Winterpills main man, the beloved song-writing genius that is Philip B Price has been busy putting up the long promised collection of rare archive releases on Bandcamp, all lovingly remastered and meticulously remixed with more to follow soon. It's all wonderful stuff. A massive treasure-trove of musical delights including nine pre Winterpills solo albums, previously hardly available only on cassette in their time.
As well as that he has revisited his two post Maggies solo albums, the sublime Honey In The Chemicals and 13 Songs For Right Now and fleshed them out with additional instruments and overdubs, making them even greater. Then there’s a previously unreleased third album of material that got shelved when Winterpills got up and running.
Talking about Winterpills, how does six volumes of truly delightful demos, one for each of their albums, strike you? With a brand new album on the horizon, it’s time to sit down with this hugely talented individual and enjoy the pleasure of his fine company for awhile.
So what first motivated you to start this project of touching up and releasing your early cassette only releases finally?
"I’ve been wanting to do it for years. I derive a lot of inspiration and ideas from my past; I’m somewhat helplessly nostalgic, which I know is a killer, but it’s how I’m built.
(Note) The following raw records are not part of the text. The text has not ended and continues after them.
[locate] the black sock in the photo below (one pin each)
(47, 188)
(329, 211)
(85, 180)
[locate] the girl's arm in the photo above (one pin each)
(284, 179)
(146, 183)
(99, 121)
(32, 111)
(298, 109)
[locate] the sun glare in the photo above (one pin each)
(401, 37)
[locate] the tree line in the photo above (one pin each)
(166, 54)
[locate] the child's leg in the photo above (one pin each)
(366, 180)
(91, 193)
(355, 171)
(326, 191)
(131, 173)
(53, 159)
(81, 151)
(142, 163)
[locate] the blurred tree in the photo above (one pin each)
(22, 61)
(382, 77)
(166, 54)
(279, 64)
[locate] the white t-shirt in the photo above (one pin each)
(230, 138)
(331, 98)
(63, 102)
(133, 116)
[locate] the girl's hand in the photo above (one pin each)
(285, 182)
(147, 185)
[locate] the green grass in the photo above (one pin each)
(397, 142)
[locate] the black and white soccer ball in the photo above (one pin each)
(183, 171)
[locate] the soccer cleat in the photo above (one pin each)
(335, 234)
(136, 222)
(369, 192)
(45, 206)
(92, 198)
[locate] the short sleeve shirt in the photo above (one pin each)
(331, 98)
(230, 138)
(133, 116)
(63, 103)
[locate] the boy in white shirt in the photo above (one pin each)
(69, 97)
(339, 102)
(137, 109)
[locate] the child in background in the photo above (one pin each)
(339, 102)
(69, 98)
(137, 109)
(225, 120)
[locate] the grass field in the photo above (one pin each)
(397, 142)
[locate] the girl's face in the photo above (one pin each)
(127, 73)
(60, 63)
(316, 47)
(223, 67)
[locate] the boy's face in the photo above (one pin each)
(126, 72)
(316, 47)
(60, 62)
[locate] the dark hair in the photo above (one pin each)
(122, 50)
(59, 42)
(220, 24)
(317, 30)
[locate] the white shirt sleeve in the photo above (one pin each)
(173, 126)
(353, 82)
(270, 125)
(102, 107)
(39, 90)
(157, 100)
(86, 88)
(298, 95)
I’m not unrealistic about the past; I’m more fascinated with dissecting it as if I was a forensics expert who could solve all the riddles of existence by looking merely backward. I somehow envision all the answers to my baffling life are buried there.
Anyway - these cassette releases were, at the time of their making, my only real musical outlet. My band Memorial Garage was dead; I was a single dad, living in rural New Hampshire and upstate New York, working shit jobs and trying to survive. If I was serious about my music career I should have moved to a big city like New York or LA and dug in. Instead I stayed isolated, agoraphobic, sealed off from the world.
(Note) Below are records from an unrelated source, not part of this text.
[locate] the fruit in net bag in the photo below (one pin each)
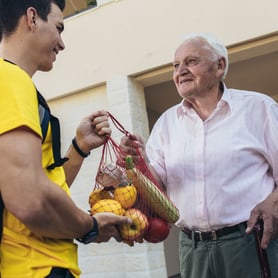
(158, 230)
(126, 195)
(99, 194)
(139, 226)
(107, 205)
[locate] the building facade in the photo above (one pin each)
(118, 58)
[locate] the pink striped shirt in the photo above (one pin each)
(216, 171)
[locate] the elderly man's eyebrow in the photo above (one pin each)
(61, 27)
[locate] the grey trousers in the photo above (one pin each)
(231, 256)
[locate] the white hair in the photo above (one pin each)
(217, 48)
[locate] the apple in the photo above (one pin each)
(158, 230)
(136, 230)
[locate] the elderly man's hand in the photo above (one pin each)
(268, 211)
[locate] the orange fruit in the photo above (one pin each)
(126, 195)
(99, 194)
(107, 205)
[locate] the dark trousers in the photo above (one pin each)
(58, 272)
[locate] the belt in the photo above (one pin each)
(212, 235)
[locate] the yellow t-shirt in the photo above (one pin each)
(23, 255)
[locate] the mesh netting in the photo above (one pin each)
(127, 187)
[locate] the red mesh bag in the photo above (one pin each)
(130, 189)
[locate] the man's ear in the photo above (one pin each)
(221, 65)
(32, 16)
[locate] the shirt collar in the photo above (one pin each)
(184, 109)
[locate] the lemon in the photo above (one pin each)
(107, 205)
(99, 194)
(126, 195)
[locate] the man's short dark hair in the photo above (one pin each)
(12, 10)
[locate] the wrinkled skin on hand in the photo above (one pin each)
(268, 211)
(108, 226)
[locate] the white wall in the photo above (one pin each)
(127, 37)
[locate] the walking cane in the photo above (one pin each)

I still maintain that as much love as I have for these albums, I probably would have been writing better music if I had been immersed in a creative community with some lines of communication and competition to stimulate me. That said, the isolation also served what I created in different ways that I think is still valid and sometimes great. Also, what’s done is done.
Another angle to view this all from is that I had been a studio art/lit major in college (painting, printmaking and poetry — the three p’s). There was no music scene that I was pulled into or emerged from; all my friends were visual artists and writers, and wilfully uncommercial in their tastes and lifestyles. As someone considering a life making rock/pop music, I was a genuine outsider.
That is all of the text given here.